Materials/Methods: Eligibility included AJCC 8 stage III p16+ OPSCC planned for definitive chemoradiation, ECOG 0-2, with concurrent weekly cisplatin 40mg/m2 or carboplatin (AUC=2) for cisplatin ineligibility. All patients started with RT plan to deliver 70Gy to PTVhigh and 56Gy to PTVlow in 35 fractions. FDG-PET and DCE-MRI were acquired at baseline, and at fraction 10. A second mid-treatment FDG-PET was acquired at fraction 20. Low BV and SUV maps were created within GTV in imFIAT and transferred to patient information system. The first boost volume (GTVboost1) was a spatial union of the persisting LBV subvolume (LBV_overlap) and the persistent FDG-avid subvolume with SUV>3 (MTV3_2wk). GTVboost1 + 3mm=PTVboost1. PTVboost1 received 2.5Gy/day starting with fraction 15. A second mid-treatment FDG-PET was acquired at fraction 20. Tumor subvolumes of persistent SUV>3 plus LBVoverlap made up GTVboost2 and continued boost at 2.5Gy/fraction starting with fraction 23. Any persistent tumor subvolume >1cc volume received boost with dose constraint of D0.01cc <70Gy for mucosa, mandible or hyoid. Total boost dose was 80Gy (86Gy EQD2).

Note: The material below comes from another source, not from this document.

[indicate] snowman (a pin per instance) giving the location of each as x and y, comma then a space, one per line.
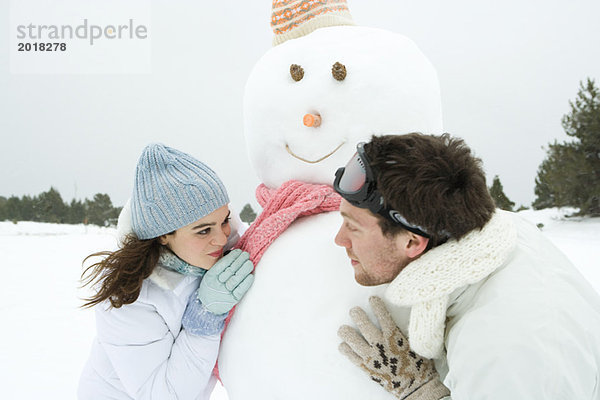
326, 85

Results: 17 patients have completed RT boost. Most had cT4 disease (94%), primarily white males (100%) with 6/17 (35%) with >10 pack year smoking history. At baseline, the median primary tumor volume (GTVp) was 38.5 cc and nodal tumor volume (GTVn) was 26.7 cc. TV with SUV>3 was 25.9 cc for primary tumor and 1.1 cc for nodal subvolume, and LBV TV was 12.4 cc for primary tumor and 1.9 cc for nodal subvolume. The median overlap between baseline SUV>3 and LBV TVs was 2.511 cc for primary tumor and 0 cc for node volume. At fraction 10, the median MTV3_2k was 19.1cc and 0.1 cc for node subvolume, and the LBV_overlap was 6.4cc for primary tumor and 1.8cc for node subvolume. The overlap between SUV and LBV subvolumes was 0.007cc for primary tumor and 0 cc for nodes. At fraction 20, the median persistent MTV3_4wk was 7.8cc for primary tumor and 0cc for nodes. 9/17 (53%) patients received RT boost to 80Gy, with the GTV subvolume receiving 80Gy in the primary tumor was 8.345 cc, with 0 cc in GTVn.
Conclusion: Adaptive MRI and FDG-PET guided radiation boost is feasible in oropharynx cancer. The RT boost to 80Gy representing 21.69% of GTVp and 0% of GTVn. At baseline and fraction 10, we saw very little overlap of FDG-avid and low blood volume TVs in the GTVp with essentially no overlap in GTVn.